Martin Luther King, Jr. (Ebony, 1957) when being asked the question of “Do you think God approves the death penalty for crimes like rape and murder?”, answered that: “Capital punishment is against the best judgment of modern criminology and, above all, against the highest expression of love in the nature of God”. For many centuries, capital punishment has been one of the most controversial affairs for mankind, due to the complexity of humanity, justice, and its two-sided consequences. Executions are believed to have existed around 1760 BC, with the Code of Hammurabi. However, with the change of time and humans life quality, capital punishment has shown several drawbacks that need to be dealt with. This essay covers reasons for the abolishment of the death penalty, which are evidence of racism and discrimination, degradingly negative effects on the victims’ family and issues related to human rights.
To begin with, although we are living in the age of globalization, racial discrimination in capital punishment is still apparent with various evidences. According to Mattie Elliott (Stop capital punishment, 2018), a study in North Carolina found that if the victim was white, the imposition of the death sentence to the defendants was 3.5 times more likely than in a similar circumstance but the victim was black.
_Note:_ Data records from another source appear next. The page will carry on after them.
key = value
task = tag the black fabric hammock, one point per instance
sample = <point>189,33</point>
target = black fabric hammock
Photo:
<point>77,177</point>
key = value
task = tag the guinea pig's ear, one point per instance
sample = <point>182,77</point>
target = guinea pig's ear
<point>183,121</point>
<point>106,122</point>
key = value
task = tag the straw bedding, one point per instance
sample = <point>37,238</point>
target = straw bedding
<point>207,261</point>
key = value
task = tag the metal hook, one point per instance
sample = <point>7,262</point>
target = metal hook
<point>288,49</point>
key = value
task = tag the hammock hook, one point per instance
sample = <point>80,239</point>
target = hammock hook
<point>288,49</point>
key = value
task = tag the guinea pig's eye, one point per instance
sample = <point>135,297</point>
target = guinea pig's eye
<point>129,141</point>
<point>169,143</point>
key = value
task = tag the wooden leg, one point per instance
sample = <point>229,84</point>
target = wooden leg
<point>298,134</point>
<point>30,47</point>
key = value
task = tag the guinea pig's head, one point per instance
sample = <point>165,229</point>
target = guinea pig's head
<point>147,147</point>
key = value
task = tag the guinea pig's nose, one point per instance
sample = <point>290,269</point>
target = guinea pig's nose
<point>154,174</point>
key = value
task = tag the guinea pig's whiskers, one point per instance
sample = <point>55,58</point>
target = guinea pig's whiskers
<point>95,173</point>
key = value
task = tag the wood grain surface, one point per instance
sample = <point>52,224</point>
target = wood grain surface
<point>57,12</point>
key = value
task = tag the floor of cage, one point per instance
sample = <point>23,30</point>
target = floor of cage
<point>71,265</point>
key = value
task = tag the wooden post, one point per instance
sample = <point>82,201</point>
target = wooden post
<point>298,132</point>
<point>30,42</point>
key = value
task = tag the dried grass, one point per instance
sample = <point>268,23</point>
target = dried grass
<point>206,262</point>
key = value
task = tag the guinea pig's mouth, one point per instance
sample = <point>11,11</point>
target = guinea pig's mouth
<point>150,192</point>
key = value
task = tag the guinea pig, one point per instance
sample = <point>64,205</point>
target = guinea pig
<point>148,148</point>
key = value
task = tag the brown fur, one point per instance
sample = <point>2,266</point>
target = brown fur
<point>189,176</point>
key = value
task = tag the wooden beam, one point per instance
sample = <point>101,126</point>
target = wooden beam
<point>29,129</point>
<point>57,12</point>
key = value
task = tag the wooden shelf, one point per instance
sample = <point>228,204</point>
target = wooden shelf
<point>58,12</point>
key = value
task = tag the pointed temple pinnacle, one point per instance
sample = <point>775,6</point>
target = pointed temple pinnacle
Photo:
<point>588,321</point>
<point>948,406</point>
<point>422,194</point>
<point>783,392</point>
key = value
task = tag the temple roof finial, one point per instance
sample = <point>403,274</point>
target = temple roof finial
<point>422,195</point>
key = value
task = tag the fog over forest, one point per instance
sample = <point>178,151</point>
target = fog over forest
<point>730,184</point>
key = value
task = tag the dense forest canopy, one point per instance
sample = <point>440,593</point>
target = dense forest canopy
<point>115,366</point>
In addition, as claimed in Capital punishment in context, in 1990, an examination by the United States General found that in 82% of the cases they studied, those who murdered whites were more likely to be sentenced to death than those who murdered blacks. In an article by All That’s Interesting (updated 2019), the story of George Stinney Jr.- the youngest person to be executed in an electric chair when he was only fourteen, is one of the example of how discrimination used to exist in court. In the case of Geogre Stinney Jr., although he allegedly confessed the crime, there was no written record of the teen admitting to the murders. Eventually, after a 10-minute deliberation, the all-white jury accused him of first-degree murder and on the same day, they sentenced him to death by electric chair after a two-hour trial without any concrete evidence.
Humans oppose murdering, but why would we still agree with an execution, which aims at putting one’s life to an end? The death penalty might be regarded as a reimbursement for the victim and the victim’s family, but eventually what is left would still be a pain for both sides. According to Dr. Robert T. Muller (Psychology Today blog, Talking About Trauma, 2016), psychological studies have proved that the death penalty produces negative effects on families and friends of murder victims (referred to as “co-victims”). Also in his article, one University of Minnesota study found that just 2.5% of co-victims reported achieving closure as a result of capital punishment, while 20.1% said the execution did not help them heal. As John P. Kotter said in his book: “transformation is a process, not an event” (Leading change, 1996), every pain in life takes time to recover, not after one day or two, but it is a long process for anyone who suffers. From my viewpoint, I do not stand in favor of the offenders, since they have to pay for their wrongdoings, but I do not believe that taking one more life away is the proper solution for healing.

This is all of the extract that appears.